Previous studies have established that patients with sickle cell disorders (SCDs), or conditions associated with a genetic mutation of the β‐globin gene, are at increased risk for atrial fibrillation (AF). 1 , 2 There is a growing body of research demonstrating rhythm control improves outcomes in patients with AF. However, many AF studies have not evaluated patients with SCDs, and it is unknown how frequently they are managed with rhythm control. Therefore, we sought to determine the frequency of AF ablation, antiarrhythmic drug (AAD) use, and direct current cardioversion (DCCV) in patients with SCD compared with a propensity score–matched (PSM) cohort without SCD.
The TriNetX Research Network can be accessed at https://live.trinetx.com. However, access to TriNetX deidentified data requires an approved user license and data sharing agreement and may incur cost.

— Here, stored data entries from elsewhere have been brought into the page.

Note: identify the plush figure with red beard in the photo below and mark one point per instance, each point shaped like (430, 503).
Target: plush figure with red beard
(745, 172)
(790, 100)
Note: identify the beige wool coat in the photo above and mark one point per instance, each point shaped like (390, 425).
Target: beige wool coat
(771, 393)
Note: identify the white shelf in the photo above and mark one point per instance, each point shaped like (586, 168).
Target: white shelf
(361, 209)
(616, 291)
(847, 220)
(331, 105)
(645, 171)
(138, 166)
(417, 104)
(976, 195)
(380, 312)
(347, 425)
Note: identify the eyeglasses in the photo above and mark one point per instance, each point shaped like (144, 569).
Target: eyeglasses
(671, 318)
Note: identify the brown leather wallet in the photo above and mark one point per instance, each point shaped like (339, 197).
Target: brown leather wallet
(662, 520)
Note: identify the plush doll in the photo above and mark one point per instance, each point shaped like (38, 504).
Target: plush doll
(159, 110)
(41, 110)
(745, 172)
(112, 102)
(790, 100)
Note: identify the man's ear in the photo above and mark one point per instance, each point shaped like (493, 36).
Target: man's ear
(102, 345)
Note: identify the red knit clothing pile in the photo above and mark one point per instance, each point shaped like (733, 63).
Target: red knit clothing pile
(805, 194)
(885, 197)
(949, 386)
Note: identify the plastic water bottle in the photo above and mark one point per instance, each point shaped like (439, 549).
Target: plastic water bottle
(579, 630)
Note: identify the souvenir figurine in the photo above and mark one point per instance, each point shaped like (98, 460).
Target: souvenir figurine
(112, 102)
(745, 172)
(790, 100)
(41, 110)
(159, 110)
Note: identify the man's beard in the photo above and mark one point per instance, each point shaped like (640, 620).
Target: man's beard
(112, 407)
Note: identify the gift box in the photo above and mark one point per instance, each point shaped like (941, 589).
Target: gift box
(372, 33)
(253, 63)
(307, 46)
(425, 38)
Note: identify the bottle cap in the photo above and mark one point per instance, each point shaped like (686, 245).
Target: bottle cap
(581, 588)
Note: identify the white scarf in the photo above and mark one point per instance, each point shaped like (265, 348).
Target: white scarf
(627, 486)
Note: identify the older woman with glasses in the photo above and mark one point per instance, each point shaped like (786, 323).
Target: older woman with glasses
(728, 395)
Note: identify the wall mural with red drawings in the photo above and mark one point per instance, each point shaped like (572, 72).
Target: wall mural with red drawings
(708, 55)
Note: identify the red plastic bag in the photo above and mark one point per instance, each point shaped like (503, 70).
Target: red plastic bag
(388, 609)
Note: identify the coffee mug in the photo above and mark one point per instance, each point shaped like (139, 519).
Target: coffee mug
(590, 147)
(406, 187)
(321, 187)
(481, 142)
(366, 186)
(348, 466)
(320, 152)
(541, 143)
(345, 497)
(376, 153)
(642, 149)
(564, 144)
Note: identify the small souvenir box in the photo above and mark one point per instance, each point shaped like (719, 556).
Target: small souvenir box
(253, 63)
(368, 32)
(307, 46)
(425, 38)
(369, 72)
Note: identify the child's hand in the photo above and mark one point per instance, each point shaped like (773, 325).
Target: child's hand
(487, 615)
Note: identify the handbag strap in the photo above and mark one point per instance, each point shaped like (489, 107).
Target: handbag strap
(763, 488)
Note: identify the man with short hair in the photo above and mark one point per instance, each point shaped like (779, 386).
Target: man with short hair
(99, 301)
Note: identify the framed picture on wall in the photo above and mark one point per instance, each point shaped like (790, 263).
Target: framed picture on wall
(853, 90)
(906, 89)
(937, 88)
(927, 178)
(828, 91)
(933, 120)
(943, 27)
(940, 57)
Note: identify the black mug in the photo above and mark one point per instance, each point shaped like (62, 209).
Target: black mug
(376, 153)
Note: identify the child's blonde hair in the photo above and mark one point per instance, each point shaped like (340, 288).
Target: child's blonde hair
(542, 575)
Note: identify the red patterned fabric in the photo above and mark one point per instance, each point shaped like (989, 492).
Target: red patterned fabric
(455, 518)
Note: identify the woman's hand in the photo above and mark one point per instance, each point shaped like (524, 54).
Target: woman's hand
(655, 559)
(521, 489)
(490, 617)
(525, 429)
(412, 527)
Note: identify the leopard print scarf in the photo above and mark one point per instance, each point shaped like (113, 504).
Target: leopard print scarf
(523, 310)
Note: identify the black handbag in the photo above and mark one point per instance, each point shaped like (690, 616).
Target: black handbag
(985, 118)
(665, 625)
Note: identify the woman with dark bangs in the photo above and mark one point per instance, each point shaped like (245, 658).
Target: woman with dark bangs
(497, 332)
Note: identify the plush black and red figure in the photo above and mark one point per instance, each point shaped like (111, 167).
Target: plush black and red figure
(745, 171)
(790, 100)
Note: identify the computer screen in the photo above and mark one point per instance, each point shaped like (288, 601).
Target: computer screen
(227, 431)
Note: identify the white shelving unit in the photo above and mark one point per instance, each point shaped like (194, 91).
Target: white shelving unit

A retrospective cohort study was performed using the TriNetX Analytics Research Network. TriNetX is a globally federated health research network using electronic health record data from >100 million patients. Patients aged ≥18 years with AF were identified by International Classification of Diseases, Tenth Revision (ICD‐10), codes from January 1, 2014 to August 1, 2022. The patient population was separated into 2 cohorts based on presence or absence of SCD. Patients were 1:1 PSM for age, self‐identified gender and race, hypertension, ischemic heart disease, heart failure, cardiomyopathy, cerebrovascular disease, atherosclerosis, diabetes, chronic kidney disease, neoplasms, left ventricular ejection fraction, body mass index, and cardiovascular medications. TriNetX uses a greedy nearest‐neighbor matching with a caliper of 0.1 pooled SDs. The primary end point was 3‐year rate of AF ablation within the 8‐year study period (identified by Current Procedural Terminology codes). Secondary end points included new or ongoing AAD use and DCCV. Statistical analysis was performed using the TriNetX platform, with significance set at P<0.05 (2‐sided). TriNetX calculates hazard ratios (HRs) and CIs using R survival package version 3.2‐3 with the proportional hazard assumption tested using Schoenfeld residuals. This study was exempt from Institutional Review Board review and does not require informed consent because it did not involve individually identifiable patient data.
A total of 1 568 951 patients with AF were identified, including 2925 diagnosed with SCD. After PSM, 2918 matched pairs were analyzed. A total of 78.2% of patients self‐identified as Black. Baseline characteristics were well balanced, with standardized mean difference <0.10 (Table). Patients with SCD were significantly less likely to undergo AF ablation (cumulative risk, 1.0% SCD versus 1.7% PSM cohort; HR, 0.56 [95% CI, 0.36–0.89]; P=0.01), initiate or continue AAD (cumulative risk, 22.1% SCD versus 25.8% PSM cohort; HR, 0.82 [95% CI, 0.74–0.91]; P<0.001), or undergo DCCV (cumulative risk, 5.2% SCD versus 6.8% PSM cohort; HR, 0.74 [95% CI, 0.60–0.92]; P=0.005).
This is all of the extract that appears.